When Andris Biedrins was the savior of the franchise — even though he couldn’t do as much as save his own free throw percentage — and Thunder wasn’t a team in Oklahoma City, but the muscular blue mascot that danced between quarters for raging fans blind to the mediocrity of the team.
I can remember the hotdog and soda I bought at the concession stand before tip-off used to cost more than the $10 ticket used to get into the game itself back then in 2005 .
But winning an NBA championship, setting an NBA record with 73 wins in the regular season and returning to the finals that same season has changed that narrative over the past two years. Warrior fans have been effectively priced out of games, and it’s only going to get worse.
For a game against the lowly Philadelphia 76ers, you are lucky to find ticket for a nosebleed seat at less than $100. And that was just a meaningless game against a team that aren’t even close to sniffing the playoffs.
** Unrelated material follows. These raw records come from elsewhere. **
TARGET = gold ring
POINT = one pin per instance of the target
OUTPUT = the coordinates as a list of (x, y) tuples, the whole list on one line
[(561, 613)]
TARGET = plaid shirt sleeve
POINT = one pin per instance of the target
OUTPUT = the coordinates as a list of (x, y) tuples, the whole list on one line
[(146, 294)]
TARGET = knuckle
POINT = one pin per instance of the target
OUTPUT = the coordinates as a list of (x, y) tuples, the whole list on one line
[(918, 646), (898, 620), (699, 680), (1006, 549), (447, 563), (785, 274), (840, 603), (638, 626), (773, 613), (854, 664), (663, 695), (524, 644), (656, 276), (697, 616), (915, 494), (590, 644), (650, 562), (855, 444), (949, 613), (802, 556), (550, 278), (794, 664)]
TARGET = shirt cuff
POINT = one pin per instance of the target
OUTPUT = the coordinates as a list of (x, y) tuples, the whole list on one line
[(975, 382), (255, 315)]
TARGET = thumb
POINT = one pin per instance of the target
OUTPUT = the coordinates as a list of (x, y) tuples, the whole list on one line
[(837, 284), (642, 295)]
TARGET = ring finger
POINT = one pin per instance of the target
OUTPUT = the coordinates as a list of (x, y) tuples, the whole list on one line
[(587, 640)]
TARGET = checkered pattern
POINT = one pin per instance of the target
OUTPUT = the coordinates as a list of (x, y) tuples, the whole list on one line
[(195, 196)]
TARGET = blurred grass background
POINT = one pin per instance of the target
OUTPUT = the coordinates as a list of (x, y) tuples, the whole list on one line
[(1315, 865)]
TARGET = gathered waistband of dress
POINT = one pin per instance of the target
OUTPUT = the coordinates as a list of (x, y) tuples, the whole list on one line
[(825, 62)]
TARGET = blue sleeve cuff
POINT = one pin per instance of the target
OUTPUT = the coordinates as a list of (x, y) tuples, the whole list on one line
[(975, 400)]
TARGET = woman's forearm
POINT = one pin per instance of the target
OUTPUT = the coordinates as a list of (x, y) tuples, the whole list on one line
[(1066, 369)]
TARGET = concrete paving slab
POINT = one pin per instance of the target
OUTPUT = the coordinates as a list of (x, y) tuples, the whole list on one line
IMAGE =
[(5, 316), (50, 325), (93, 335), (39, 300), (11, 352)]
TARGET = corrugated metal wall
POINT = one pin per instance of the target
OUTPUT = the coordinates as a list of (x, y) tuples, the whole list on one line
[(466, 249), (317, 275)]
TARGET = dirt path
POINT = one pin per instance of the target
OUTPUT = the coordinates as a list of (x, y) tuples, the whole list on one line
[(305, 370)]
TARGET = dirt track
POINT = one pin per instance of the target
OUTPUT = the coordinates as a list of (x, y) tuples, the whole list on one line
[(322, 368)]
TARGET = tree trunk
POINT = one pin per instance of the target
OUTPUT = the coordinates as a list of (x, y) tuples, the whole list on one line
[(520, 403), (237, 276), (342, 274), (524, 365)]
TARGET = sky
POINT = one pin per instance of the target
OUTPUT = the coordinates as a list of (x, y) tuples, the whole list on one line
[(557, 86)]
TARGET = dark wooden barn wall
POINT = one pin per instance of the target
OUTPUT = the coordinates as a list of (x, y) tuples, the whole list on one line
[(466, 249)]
For higher profile games against teams like the Cleveland Cavaliers or the San Antonio Spurs, fans are looking at a minimum of $200 to attend the game, according to NBA.com.
SB Nation reported in 2016 that the Warriors held the highest median price for tickets to home games and did so at a staggering margin.
The article published by Andrew Flohr stated that Golden State’s median home game price rose to $238 per game with the next highest price being the Los Angeles Lakers at $200 per game.
Flohr attributed the gentrification of Oakland to be an overwhelming contributor to the rise in prices and has priced out some of the most die-hard Warrior fans of the bunch.
But the worst has yet to come for Warrior fans who are balling on a budget.
The San Jose Mercury news reports that ticket prices will get even higher in the next few seasons and the team will hike up their prices by 15-20 percent according to Daniel Mano of the Bay Area News Group.
The thing about the rise of ticket prices is that selling them to fans isn’t the problem, it’s who they are being sold to.
A fan base that built a reputation of being the most rabid and noisy in the league has been essentially booted out of the very arena that they helped make famous.
And the same fan base that stood by the team, that for years performed well below the standards of most NBA franchises, will be left to the seats of their sofas during perhaps the greatest run of any team in league history.
As a fan of the team it is amazing to see the team flourish and finally reflect the grittiness of its surrounding city. But the changes that come with success may be more than fans are willing to pay.